Lors de son discours d’ouverture de la session parlementaire, Aimé Boji Sangara a dressé un constat sans appel : les Forces Démocratiques Alliées (ADF) ne sont plus seulement une menace locale, mais un défi sécuritaire international.
Face à cette résurgence de violence, M. Boji suggère une offensive diplomatique musclée. Selon lui, la problématique ADF doit être intégrée de manière prioritaire dans les discussions avec les garants des accords internationaux.
« Il est évident que par sa nature, ce mouvement terroriste requiert une approche globale, intégrée et multisectorielle », a-t-il déclaré.

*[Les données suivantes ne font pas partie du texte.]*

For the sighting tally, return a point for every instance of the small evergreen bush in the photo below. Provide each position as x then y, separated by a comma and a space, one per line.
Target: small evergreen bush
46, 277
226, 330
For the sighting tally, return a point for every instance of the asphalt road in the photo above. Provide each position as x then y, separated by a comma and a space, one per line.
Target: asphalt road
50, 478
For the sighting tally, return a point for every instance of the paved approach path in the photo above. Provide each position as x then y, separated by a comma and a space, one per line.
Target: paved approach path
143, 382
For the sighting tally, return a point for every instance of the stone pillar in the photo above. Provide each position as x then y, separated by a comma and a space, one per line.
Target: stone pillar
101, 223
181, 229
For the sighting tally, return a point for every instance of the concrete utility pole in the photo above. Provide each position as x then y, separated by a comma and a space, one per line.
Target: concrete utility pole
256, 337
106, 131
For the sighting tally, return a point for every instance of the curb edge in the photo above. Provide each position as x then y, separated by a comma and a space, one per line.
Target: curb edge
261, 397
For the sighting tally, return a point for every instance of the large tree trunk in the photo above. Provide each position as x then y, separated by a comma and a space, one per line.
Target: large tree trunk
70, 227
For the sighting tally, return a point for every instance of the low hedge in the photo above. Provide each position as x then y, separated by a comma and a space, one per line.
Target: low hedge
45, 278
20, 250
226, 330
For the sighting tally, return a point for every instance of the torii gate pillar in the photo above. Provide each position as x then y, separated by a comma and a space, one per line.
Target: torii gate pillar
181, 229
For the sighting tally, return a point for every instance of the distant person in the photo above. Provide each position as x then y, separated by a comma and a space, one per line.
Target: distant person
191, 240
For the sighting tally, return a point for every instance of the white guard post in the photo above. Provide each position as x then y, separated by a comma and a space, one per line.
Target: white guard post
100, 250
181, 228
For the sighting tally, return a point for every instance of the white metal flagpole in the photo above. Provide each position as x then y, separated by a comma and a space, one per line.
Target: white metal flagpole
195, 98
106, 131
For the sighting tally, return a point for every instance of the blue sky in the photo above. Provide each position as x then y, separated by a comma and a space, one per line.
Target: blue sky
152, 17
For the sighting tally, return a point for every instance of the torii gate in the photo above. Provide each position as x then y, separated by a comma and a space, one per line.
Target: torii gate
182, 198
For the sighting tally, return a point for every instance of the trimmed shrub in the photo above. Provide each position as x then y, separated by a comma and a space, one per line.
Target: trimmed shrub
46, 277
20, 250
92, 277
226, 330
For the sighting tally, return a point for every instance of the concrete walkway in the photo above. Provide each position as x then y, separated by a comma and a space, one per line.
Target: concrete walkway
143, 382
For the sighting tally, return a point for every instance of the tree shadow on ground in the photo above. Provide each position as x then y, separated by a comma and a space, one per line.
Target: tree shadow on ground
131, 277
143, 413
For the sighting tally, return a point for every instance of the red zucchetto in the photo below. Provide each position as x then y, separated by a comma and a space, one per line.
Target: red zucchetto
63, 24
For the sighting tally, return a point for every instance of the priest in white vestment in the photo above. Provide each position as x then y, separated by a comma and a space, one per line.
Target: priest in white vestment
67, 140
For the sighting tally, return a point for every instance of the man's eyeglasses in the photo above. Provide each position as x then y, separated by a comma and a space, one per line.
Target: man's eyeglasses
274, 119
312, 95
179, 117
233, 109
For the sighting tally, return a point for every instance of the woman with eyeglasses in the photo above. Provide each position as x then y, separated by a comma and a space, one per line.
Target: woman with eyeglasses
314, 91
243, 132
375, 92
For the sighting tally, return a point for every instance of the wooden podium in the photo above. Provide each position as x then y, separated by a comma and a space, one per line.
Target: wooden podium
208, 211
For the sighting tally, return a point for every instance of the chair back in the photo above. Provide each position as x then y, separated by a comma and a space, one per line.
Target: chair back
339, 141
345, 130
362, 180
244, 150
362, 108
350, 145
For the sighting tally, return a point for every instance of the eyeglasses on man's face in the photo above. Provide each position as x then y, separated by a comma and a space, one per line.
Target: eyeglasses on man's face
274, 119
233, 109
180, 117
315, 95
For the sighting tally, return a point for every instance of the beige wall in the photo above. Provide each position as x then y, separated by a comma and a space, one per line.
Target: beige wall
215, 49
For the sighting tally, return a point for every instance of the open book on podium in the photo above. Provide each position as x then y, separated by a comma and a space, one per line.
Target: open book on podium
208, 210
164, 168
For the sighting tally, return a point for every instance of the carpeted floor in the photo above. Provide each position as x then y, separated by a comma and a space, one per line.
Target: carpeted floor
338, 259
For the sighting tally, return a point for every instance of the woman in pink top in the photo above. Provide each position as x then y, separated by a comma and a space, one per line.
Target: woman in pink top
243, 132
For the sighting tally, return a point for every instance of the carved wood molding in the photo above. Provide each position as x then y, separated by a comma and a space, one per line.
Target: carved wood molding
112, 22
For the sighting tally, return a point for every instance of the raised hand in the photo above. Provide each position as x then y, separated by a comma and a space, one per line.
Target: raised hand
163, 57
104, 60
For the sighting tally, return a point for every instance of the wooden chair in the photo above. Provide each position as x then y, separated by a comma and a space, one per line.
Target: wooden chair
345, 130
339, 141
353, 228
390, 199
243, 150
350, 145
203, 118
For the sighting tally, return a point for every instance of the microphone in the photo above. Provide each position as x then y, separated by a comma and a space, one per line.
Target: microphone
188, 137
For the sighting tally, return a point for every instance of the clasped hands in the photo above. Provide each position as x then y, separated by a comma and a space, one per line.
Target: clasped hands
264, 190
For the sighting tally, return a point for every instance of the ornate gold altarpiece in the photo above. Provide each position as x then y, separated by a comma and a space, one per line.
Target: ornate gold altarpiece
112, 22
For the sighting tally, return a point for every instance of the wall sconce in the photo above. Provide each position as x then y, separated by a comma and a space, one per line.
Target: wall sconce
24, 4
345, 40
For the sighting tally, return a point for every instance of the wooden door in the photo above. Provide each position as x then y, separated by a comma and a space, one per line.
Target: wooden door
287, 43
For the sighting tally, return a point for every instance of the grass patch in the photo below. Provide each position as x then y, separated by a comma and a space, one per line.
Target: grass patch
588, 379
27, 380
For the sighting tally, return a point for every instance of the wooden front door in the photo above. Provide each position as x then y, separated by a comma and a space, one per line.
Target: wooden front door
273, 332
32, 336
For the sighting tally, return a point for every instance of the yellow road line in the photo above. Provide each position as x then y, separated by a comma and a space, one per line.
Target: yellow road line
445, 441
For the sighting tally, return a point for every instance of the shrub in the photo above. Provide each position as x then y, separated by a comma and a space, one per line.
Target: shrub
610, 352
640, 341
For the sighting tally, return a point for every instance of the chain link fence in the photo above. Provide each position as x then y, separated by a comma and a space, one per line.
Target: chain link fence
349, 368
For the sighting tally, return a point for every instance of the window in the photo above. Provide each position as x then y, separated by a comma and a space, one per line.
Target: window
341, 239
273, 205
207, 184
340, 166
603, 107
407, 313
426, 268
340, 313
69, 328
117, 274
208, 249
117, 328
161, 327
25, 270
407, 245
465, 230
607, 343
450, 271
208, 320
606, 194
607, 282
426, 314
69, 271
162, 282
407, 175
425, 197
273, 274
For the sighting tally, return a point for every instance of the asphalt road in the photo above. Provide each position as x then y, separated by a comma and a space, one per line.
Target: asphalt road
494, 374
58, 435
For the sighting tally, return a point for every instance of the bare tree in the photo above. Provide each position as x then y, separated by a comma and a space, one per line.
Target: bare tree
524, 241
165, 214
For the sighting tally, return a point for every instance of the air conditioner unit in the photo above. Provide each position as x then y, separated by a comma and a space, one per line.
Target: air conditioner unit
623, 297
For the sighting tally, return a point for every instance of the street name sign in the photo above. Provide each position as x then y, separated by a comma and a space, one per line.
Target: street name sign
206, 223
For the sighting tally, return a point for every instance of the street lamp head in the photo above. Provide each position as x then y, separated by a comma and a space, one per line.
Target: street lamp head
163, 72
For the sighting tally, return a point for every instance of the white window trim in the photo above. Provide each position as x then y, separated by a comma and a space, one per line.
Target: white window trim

Il exhorte le gouvernement à intensifier ses échanges avec ses partenaires, particulièrement dans le cadre du partenariat stratégique RDC-USA et du suivi de l’Accord de paix RDC-Rwanda. Pour le président de l’Assemblée nationale, les États-Unis, en tant que puissance influente et partenaire privilégié, doivent jouer un rôle accru dans la neutralisation de cette nébuleuse.
Sur le terrain, l’urgence est palpable. Les ADF ont récemment déplacé le curseur de leur violence vers le territoire de Mambasa, en Ituri. Dans la nuit du 11 au 12 mars, une attaque d’envergure a visé les sites miniers de Muchacha et Mavuvu, exploités par l’entreprise chinoise Kimia Mining.
Le groupe État islamique (EI), auquel les ADF ont fait allégeance, a rapidement revendiqué l’assaut. Des images de propagande diffusées par l’organisation montrent des scènes de désolation : camions et tracteurs incendiés, campements de travailleurs réduits en cendres. Cette stratégie de ciblage des actifs économique, témoigne d’une volonté d’asphyxier financièrement la région tout en instaurant un climat de terreur.
Au-delà de l’aspect minier, c’est l’équilibre vital de la région qui est menacé. La zone de Muchacha est un verrou stratégique débouchant sur les localités de Badengaido et Niania, ainsi que sur la Réserve de faune à Okapi (RFO).
Ce secteur constitue le « couloir vert » reliant le Kivu à Kinshasa via Kisangani. Une déstabilisation durable de cet axe perturberait gravement le ravitaillement des grandes agglomérations en produits agricoles essentiels. En appelant à une « approche multisectorielle« , Aimé Boji rappelle que la lutte contre les ADF n’est pas qu’une affaire de kalachnikovs, mais une bataille pour la survie économique et la souveraineté du territoire congolais.